Для Фреда Уизли конец марта ощущался как прогулка по коридору, где все зеркала внезапно исказились. Внешне всё было как всегда: хаос, взрывы, смех, планирование новых шалостей с Джорджем. Но внутри бушевал ураган, с которым он абсолютно не знал, что делать.
Он видел изменения в Арин. Как она, всегда немного отстранённая, теперь буквально излучала ледяную, собранную уверенность. Он видел, как она шла по коридору с высоко поднятой головой, её взгляд, когда он случайно натыкался на него (он всё ещё делал вид, что не замечает её), был острым и ясным, без тени былой неуверенности или растерянности.
И это сводило его с ума.
Он видел её странную дружбу с Паркинсон. Видел, как та шла по коридорам не с Малфой, а болтая о чём-то с Арин, и его внутренний барометр предсказывал бурю. «Она что, совсем спятила? Связываться с этой ядовитой змеёй?»
Но главным гвоздём в его сознании был Теодор Нотт.

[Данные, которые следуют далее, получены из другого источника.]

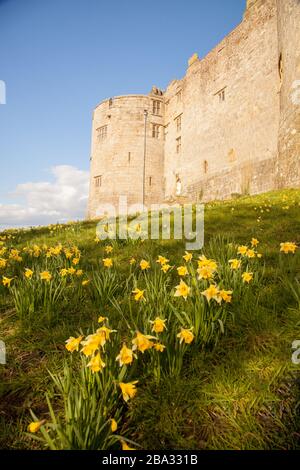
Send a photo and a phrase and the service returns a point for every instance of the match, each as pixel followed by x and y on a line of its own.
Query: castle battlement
pixel 229 126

Он видел, как тот «случайно» оказывался рядом с ней в библиотеке, как они обменивались парой слов. Каждое такое наблюдение заставляло Фреда сжимать кулаки в карманах мантии.
Их тайная лаборатория за зеркалом на седьмом этаже стала местом не для творчества, а для нервных разговоров. Джордж, наблюдая за братом, терпеливо ждал, пока тот не лопнет.
Однажды вечером Фред швырнул на стол недоделанную «Засасывающую конфету», которая тут же принялась всасывать в себя пергамент.
- Чёрт! - выругался он. - Опять не тот компонент! Всё из рук валится!
- Не тот компонент или мысли не о том? - спокойно спросил Джордж, отлавливая конфету и спасая чертёж.
Фред мрачно уставился на стену.
- Она сейчас с Паркинсон в библиотеке. И Нотт там крутится. Я видел.
- Хогвартс полон людей, которые ходят в библиотеку, Фред. Это не запрещено, - заметил Джордж, разбирая компоненты.
- Ты не понимаешь! - Фред резко обернулся. - Она... она стала другой. Холодной. Как будто она строит вокруг себя крепость из этих своих книг и оценок.
- Может, ей просто нужно было во что-то погрузиться, - пожал плечами Джордж. - После всего, что случилось. После Симуса, после всех этих взглядов.
- Но почему с ними? - в голосе Фреда прозвучала настоящая боль. - Паркинсон? Нотт? Она что, и правда считает, что её место среди слизеринских выродков?
Джордж отложил склянку и посмотрел на брата серьезно.
- А где, по-твоему, её место, Фред? - спросил он мягко. - Она не чистокровка, как мы. Её отец - самый известный узник Азкабана, каким бы героем он ни был. Её всю жизнь будут тыкать в это пальцем. Может, она просто ищет тех, кто не смотрит на неё как на диковинку или угрозу. Даже если эти люди - Паркинсон и Нотт.
- Но Нотт не просто так к ней подкатывает! - взорвался Фред. - У него свой расчёт! Он видит, что она умная, сильная... и уязвимая. Он хочет её заполучить, как трофей! Чтобы потом... я не знаю, похвастаться перед Малфоем?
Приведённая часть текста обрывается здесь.